I'm using a diabetics dataset which has 3 classes for the target variable. I have used Decision Tree Classifier for the same and optimized the hyperparameters using RandomizedSearchCV
of sci-kit learn package and fitted the model to training data. Now, I have found the probability values for the test data which gives the probability for assigning the outcome variable to the 3 classes. Now, I want to calculate the cutoff value such that I can use it to assign the classes. For this purpose, I'm using F1 score to find the appropriate cut off value.
Now, I'm stuck how to find the F1 score. Will the F1 score metric help me to find it?
Here is the dataset
After preprocessing the data, I have spitted the data into training and testing set.

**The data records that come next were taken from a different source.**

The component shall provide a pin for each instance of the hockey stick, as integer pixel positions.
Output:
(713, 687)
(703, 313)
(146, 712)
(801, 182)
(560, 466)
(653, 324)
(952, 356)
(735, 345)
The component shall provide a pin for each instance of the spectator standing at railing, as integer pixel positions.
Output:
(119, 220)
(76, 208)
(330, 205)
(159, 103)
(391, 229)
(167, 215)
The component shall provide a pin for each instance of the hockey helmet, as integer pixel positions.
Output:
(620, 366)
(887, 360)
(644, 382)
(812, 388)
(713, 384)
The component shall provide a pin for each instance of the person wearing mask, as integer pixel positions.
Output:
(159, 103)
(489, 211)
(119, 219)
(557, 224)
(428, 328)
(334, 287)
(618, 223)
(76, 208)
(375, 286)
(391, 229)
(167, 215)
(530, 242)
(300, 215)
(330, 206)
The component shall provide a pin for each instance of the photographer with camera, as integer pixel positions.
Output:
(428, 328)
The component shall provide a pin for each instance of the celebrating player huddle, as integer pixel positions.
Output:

dtree = DecisionTreeClassifier()
params = {'class_weight':[None,'balanced'],
'criterion':['entropy','gini'],
'max_depth':[None,5,10,15,20,30,50,70],
'min_samples_leaf':[1,2,5,10,15,20],
'min_samples_split':[2,5,10,15,20]}
grid_search = RandomizedSearchCV(dtree,cv=10,n_jobs=-1,n_iter=10,scoring='roc_auc_ovr',verbose=20,param_distributions=params)
grid_search.fit(X_train,y_train)
mdl.fit(X_train,y_train)
test_score = mdl.predict_proba(X_test)
The following formula I have created for cutoff for binary classifier -
cutoffs = np.linspace(0.01,0.99,99)
true = y_train
train_score = mdl.predict_proba(X_train)[:,1]
F1_all = []
for cutoff in cutoffs:
pred = (train_score>cutoff).astype(int)
TP = ((pred==1)&(true==1)).sum()
FP = ((pred==1)&(true==0)).sum()
TN = ((pred==0)&(true==0)).sum()
FN = ((pred==0)&(true==1)).sum()
F1 = TP/(TP+0.5*(FP+FN))
F1_all.append(F1)
my_cutoff = cutoffs[F1_all==max(F1_all)][0]
preds = (test_score1>my_cutoff).astype(int)
There is no cutoff value for the softmax output of a multiclass classifier in the same sense as the cutoff value for binary classifier.
When your output is normalized probabilities for multiple classes and you want to convert this into class labels, you just take the label with the highest assigned probability.
Technically you could design some custom schema such as
class1
has probability of 10% or more, chooseclass1
label, otherwise pick a class with the highest assigned probabilitywhich would be sort of a cutoff for class 1 but this is rather arbitrary and I have not seen anyone doing this in practice. If you have some deep insight into your problem which is suggesting that something like this may be useful then go ahead and build your own "cutoff" formula, otherwise you should just stick with the general approach (argmax of the normalized probabilities).